We maintain our UNDERWEIGHT call, forecasts and FV of RM2.14 for Cahya Mata Sarawak (CMS) based on 10x FY20F EPS, in line with our benchmark forward target P/E of 10x for large-cap construction / building materials stocks.
We came away from an analyst briefing yesterday feeling cautious on the company’s outlook largely due to the earnings risk arising from: (1) a weaker cement division; (2) the introduction of competition in the state road maintenance space; and (3) weaker performance from 25%-owned OM Materials due to depressed selling prices of its end products.

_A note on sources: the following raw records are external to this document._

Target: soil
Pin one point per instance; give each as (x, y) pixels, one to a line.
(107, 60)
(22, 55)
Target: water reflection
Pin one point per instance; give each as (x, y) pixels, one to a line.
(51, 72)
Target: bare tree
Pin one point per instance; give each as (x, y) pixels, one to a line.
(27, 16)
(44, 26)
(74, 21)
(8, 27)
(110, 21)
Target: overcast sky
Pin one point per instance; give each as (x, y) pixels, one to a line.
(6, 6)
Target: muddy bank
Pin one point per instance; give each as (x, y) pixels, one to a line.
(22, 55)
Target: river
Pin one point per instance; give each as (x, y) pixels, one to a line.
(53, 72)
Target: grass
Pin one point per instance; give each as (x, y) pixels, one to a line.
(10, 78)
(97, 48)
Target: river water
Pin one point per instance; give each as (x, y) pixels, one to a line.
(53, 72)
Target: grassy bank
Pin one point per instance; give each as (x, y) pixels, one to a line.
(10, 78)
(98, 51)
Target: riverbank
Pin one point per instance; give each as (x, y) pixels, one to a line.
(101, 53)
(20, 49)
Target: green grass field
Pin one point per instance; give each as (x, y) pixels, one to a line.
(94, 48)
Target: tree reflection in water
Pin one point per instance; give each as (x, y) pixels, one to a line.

CMS guided for a soft FY19F for its cement division due to: (1) higher maintenance cost (est. at RM45mil) due to the aging clinker plant with a capacity of 900k tonne per annum; and (2) the elevated cost for input clinker at average of US$53–55/tonne (vs. US$35–36/tonne normally). The company only produces 40–50% of its clinker requirement, with the balance 50–60% imported from Vietnam. We reiterate our belief that the price of imported clinkers could stay elevated for longer as the new and cleaner capacity may not come in soon enough to fill the vacuum left by the decommissioning of the obsolete and highly polluting capacity in China (due to stricter environmental policies).
The company also guided for the introduction of competition in the state road maintenance space with the entry of “two other players” (which we already forewarned in our previous reports). However, it is confident that it will in FY20F secure at least 50% of the maintenance contracts for state roads spanning over 5,874km upon the expiry of its existing extension on 31 Dec 2019. CMS also expects lower margins as a result of competition. In FY18, construction and road maintenance contributed about 20% to CMS’ total earnings.